We tested the binding ability of methylated and ummethylated 22-mer c-KIT, 20-mer VEGF, 27-mer BCL-2, 27-mer HRAS1, and 24-mer HRAS2 G4-forming DNAs, which contain 3, 4, 4, and 5 CpG sites, respectively, to the transcription factor GST-SP1. In the c-KIT promoter region, three G4-forming sequences were identified and the middle G4-forming sequence contains an SP1 binding motif; therefore, the middle c-KIT G4-forming DNA was used. SP1 protein was expressed as a GST fusion protein in E. coli as previously reported [48]. The purified GST-SP1 was confirmed by SDS-PAGE (Figure 2). Enzyme-linked oligonucleotide assay (ELONA) revealed that a stronger chemiluminescent signal from HRP was observed to come from the wells with all G4 DNAs in comparison with the negative control wells not harboring G4 DNAs (Figure 3A–E). It was also confirmed that no binding occurred between the GST tag and G4 DNA (data not shown).
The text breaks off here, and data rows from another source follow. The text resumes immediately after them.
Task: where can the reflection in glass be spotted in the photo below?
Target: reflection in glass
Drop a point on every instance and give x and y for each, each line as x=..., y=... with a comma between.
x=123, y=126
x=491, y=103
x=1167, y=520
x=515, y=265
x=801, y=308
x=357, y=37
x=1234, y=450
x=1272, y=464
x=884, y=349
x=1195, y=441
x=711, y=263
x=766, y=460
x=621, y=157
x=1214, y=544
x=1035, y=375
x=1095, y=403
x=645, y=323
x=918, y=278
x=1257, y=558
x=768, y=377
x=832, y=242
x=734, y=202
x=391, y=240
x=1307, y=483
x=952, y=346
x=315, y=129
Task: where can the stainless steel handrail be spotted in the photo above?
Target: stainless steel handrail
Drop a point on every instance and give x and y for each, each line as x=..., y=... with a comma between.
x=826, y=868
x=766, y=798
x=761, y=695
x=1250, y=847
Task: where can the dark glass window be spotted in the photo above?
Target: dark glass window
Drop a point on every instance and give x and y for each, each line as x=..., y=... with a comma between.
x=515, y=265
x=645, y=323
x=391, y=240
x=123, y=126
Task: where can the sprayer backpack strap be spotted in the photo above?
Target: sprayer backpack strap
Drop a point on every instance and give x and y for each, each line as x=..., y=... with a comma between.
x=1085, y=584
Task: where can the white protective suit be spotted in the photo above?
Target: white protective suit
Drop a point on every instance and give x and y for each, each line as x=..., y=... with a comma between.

To investigate the effect of G4 folding on the binding ability of SP1, the potassium ions in the folding buffer were substituted with lithium ions, which do not promote the formation of G4. The binding of SP1 to all G4 DNAs in the presence of Li+ was significantly decreased, indicating that SP1 recognized G4 folding of single-stranded c-KIT, BCL-2, VEGF, HRAS1, and HRAS2 DNAs regardless of the presence of methylated CpG sites (Figure 3A–E). In the presence of K+, methylated VEGF G4 DNA exhibited a 1.5 times stronger chemiluminescent signal from SP1 binding activity than unmethylated VEGF G4 DNA did, whereas the binding signal in the presence of Li+ was not increased by DNA methylation (Figure 3B). Based on these results, we can conclude that SP1 interacted with the five G4-forming DNAs derived from the promoter regions of their genes—specifically c-KIT, BCL-2, VEGF, HRAS1, and HRAS2. Furthermore, it can be concluded that these binding activities between these G4-forming DNAs and SP1 could be affected by CpG methylation of them.
An SPR experiment was performed to elucidate the KD of G4-forming oligonucleotides to SP1 (Figure S1). The binding ability (i.e., KD) of all the G4-forming DNAs to GST-SP1 was confirmed (Table 2). We compared the KD of G4 DNA containing methylation at CpG sites to that of ummethylated G4 DNA. Lower KD values were obtained for c-KIT and VEGF G4 DNA that had undergone CpG methylation compared with their unmethylated forms. The CpG methylation of BCL-2, HRAS1, and HRAS2 G4 DNAs had the opposite effect, and resulted in higher KD values of those G4-forming DNAs when methylated than unmethylated. The binding ability of SP1 to G4-forming DNA increased or decreased by CpG methylation depending on the gene investigated, implying that CpG methylation may function as both a positive or negative regulator of protein-G4 structure binding. This result was in agreement with experimental observations from our study of VEGF G4 DNA binding to VEGF165 protein (Figure 1).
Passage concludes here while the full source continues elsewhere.